Mi edificio anda estos días abierto, cercenado y socavado por tres costados. Tiene laceraciones frente a los portales, la calle que lo sustenta rota, y los accesos cortados. Está rodeado de camiones, de excavadoras, de conos y de aperos, y abotargado por el ruido.
Acceder a él es una misión compleja y su garaje ha sido mutilado por la salida de emergencias para que los coches puedan al menos darle sentido, expuesto las 24 horas del día a merced de quien quiera profanarlo. La banda sonora continua que lo hace bailar cada mañana tiene tintes de motores, pitidos de máquinas, gritos de operarios y quejidos del suelo revolviéndose contra su destino.
Todo comenzó hace un año. Lo que parecían unos trabajos sencillos para evitar los efectos colaterales de la temida gota fría se convirtieron en una piscina al inframundo en la que introdujeron grandes bloques de hierro. Nunca se terminaron porque la temporada les cogió sin previo aviso, y parchearon aquel acceso al infierno con un asfalto de mal calado y unas planchas metálicas cuyo traqueteo despierta cada noche y asusta de forma continua a los moradores que poblamos la zona. Desde entonces los cortes de luz regulares son el pan nuestro de cada día. Nadie sabe decir a qué se deben, pero hubo días en los que cada tarde, a las seis y cuarto, la corriente se esfumaba.
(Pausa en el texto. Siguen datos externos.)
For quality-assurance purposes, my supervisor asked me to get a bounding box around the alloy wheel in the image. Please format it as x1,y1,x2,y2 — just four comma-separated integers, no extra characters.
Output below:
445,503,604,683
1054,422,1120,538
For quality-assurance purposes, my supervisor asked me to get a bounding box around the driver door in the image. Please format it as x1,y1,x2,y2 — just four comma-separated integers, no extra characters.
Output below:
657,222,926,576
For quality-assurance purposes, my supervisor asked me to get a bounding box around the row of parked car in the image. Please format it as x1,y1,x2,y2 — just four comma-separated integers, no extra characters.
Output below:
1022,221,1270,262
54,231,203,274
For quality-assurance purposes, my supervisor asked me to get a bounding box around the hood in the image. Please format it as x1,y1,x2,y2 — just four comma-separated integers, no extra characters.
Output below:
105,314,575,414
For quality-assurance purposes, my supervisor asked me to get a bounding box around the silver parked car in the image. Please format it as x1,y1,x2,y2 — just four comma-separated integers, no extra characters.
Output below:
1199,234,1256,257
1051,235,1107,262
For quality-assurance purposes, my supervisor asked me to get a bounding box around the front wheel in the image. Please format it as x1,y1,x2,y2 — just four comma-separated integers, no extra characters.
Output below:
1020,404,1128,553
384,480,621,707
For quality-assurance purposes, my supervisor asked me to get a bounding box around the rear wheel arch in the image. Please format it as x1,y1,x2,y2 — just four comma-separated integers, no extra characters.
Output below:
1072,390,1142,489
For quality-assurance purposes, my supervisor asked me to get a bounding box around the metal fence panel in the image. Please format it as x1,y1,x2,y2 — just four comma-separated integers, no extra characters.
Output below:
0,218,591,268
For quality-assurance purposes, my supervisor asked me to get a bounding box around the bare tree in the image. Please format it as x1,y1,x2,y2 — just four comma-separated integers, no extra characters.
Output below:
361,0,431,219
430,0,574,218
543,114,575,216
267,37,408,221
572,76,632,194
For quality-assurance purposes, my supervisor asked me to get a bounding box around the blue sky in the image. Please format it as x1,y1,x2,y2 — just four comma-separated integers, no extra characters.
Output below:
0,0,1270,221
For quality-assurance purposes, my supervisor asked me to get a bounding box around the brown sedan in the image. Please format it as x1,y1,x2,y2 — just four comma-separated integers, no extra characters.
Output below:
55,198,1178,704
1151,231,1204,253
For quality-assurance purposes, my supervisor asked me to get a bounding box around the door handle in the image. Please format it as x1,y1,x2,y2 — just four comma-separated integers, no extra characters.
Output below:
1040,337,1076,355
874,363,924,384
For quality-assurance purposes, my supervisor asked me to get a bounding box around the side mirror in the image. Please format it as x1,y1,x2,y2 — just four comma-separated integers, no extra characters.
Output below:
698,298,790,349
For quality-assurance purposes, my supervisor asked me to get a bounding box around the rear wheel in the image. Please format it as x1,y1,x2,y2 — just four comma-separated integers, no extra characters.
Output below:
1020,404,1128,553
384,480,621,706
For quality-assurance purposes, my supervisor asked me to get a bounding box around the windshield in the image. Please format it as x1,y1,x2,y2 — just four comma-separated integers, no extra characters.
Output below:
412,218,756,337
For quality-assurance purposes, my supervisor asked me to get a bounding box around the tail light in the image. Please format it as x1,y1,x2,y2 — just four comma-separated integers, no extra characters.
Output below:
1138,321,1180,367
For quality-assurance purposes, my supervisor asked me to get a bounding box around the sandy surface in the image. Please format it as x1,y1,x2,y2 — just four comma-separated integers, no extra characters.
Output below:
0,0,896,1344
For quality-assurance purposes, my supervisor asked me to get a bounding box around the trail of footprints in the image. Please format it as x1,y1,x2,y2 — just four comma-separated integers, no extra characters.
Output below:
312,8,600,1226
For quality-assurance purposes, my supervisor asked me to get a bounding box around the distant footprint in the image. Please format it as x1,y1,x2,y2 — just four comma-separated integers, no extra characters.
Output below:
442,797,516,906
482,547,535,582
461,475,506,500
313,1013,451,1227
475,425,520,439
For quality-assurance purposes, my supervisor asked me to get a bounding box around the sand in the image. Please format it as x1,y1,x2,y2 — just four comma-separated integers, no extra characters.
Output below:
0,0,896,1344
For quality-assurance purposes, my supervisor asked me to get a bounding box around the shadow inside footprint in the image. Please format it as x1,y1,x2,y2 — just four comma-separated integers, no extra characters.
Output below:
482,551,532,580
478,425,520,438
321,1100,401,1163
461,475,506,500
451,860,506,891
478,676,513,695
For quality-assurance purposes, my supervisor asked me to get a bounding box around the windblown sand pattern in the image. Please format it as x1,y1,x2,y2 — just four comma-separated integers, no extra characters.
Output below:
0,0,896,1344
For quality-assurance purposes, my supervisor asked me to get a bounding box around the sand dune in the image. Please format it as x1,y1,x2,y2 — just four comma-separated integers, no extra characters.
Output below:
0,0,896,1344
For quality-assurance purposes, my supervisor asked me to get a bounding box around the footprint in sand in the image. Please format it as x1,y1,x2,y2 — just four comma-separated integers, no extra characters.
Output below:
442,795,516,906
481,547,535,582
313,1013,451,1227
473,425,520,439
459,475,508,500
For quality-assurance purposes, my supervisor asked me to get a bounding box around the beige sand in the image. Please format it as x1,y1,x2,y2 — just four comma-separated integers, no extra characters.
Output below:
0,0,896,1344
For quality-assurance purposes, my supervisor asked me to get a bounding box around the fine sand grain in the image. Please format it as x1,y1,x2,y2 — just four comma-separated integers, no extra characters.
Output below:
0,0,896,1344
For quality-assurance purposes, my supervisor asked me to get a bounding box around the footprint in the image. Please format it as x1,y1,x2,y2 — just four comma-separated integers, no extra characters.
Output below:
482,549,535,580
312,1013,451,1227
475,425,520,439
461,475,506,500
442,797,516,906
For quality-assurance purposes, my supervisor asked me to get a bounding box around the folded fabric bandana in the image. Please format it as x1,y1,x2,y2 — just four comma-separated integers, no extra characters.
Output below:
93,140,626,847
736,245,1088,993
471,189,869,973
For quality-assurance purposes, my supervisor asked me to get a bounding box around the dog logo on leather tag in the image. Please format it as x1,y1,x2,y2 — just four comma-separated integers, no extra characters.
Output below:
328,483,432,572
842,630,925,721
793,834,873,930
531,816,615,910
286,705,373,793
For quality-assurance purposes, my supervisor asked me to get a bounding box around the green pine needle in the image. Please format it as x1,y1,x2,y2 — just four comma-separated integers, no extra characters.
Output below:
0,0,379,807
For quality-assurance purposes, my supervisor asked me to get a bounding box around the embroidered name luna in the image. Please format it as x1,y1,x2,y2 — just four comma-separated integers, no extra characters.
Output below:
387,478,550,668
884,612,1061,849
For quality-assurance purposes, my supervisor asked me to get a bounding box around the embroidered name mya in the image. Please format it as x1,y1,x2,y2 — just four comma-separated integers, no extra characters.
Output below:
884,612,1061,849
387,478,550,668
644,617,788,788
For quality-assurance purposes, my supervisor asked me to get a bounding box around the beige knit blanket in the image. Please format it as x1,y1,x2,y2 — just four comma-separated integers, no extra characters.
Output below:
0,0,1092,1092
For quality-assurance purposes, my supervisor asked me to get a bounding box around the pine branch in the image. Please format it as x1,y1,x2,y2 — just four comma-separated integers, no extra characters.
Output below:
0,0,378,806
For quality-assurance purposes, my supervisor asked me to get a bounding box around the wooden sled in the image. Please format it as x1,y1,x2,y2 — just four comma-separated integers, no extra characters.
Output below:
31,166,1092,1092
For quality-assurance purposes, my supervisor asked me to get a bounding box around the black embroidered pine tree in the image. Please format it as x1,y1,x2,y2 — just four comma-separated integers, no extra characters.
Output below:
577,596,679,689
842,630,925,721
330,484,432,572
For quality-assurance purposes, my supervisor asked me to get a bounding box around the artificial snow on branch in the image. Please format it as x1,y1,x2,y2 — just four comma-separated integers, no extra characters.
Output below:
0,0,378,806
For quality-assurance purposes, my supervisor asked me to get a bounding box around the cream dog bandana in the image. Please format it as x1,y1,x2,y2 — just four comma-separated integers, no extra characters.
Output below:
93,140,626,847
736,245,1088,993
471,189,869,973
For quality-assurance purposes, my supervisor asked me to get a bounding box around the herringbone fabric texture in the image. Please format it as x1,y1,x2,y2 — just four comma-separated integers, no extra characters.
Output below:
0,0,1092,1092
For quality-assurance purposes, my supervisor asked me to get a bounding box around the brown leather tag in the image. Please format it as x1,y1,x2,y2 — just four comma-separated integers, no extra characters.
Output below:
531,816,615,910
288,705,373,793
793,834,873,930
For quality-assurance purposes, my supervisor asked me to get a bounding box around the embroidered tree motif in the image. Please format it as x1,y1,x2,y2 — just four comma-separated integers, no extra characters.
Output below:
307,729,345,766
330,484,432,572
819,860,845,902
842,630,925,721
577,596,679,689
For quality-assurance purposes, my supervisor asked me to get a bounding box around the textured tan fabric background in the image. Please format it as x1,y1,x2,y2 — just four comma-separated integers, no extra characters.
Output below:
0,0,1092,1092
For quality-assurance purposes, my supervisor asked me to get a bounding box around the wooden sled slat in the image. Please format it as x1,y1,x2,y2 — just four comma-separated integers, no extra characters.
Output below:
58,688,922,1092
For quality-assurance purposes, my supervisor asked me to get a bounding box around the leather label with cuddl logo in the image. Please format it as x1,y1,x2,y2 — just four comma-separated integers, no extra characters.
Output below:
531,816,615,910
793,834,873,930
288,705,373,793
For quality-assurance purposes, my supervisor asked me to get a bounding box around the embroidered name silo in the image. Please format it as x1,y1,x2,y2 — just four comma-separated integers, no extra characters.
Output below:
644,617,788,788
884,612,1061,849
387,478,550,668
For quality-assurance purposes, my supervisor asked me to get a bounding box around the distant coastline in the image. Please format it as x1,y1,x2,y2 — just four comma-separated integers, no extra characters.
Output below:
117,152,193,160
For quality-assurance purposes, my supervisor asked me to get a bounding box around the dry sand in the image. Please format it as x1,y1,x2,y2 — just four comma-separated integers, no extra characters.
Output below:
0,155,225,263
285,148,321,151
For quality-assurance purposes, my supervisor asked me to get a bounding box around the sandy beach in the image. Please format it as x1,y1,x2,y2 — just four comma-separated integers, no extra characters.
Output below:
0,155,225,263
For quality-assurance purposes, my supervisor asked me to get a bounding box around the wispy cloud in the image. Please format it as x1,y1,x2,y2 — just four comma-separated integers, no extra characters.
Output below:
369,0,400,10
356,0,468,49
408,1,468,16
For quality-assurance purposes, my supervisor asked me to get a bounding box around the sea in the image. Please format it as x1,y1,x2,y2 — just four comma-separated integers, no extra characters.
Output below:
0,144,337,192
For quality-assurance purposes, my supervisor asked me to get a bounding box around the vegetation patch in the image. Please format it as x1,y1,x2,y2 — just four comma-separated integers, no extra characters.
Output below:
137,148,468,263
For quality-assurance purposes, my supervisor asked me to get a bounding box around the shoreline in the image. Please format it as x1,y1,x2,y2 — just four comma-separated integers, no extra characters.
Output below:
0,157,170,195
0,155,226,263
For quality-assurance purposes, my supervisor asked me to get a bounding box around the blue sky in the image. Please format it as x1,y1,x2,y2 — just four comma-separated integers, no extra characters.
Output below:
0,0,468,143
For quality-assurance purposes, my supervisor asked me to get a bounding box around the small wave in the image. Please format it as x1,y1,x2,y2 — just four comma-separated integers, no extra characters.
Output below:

Hace unos días nos cortaron además el agua. Primero fue un lunes, después un martes y, ante nuestras llamadas, el miércoles tuvieron a bien dejarnos un cartel de alerta en el portal. Nos estamos acostumbrando a esto de ducharnos rápido por la mañana, por si regresan, y a hacer uso de las instalaciones del gimnasio por si al volver por la noche no pudiésemos sacarnos el estrés y el sudor de encima. Hubo un día en el que coincidieron sendos cortes y nos sangró el enfado.
Nadie acierta a decirnos muy bien en qué mejorarán nuestras vidas estas obras. Unos afirman que nos están metiendo el gas, otros que están protegiendo nuestras casas de posibles inundaciones y ayer, ante mi insistencia de periodista, los dos únicos trabajadores de este desaguisado me dijeron que eran “labores de saneamiento” y que durarían “un mes, dos o los que tuviesen que durar”, pero que el grueso de la obra tenía dos años de duración estipulada. Acto seguido se dieron la vuelta y continuaron a lo suyo, estudiando en qué nuevo recodo hundir sin tregua la pala de su excavadora.
Mi calle es hoy un contrasentido. Entrar cada día en ella es someterse a una pista de pruebas, a una yincana de trampas, a un ir y venir de coches sin rumbo que no entienden por dónde salir y por dónde regresar. Dice mi novio que no tengo paciencia y que las obras siempre se hacen por algo; que al final a todos nos beneficiarán… pero, mientras, no puedo dejar de oír el llanto apagado de mi casa mancillada, en una salmodia que alimenta una mezcla de frustración y enfado que no se apaga.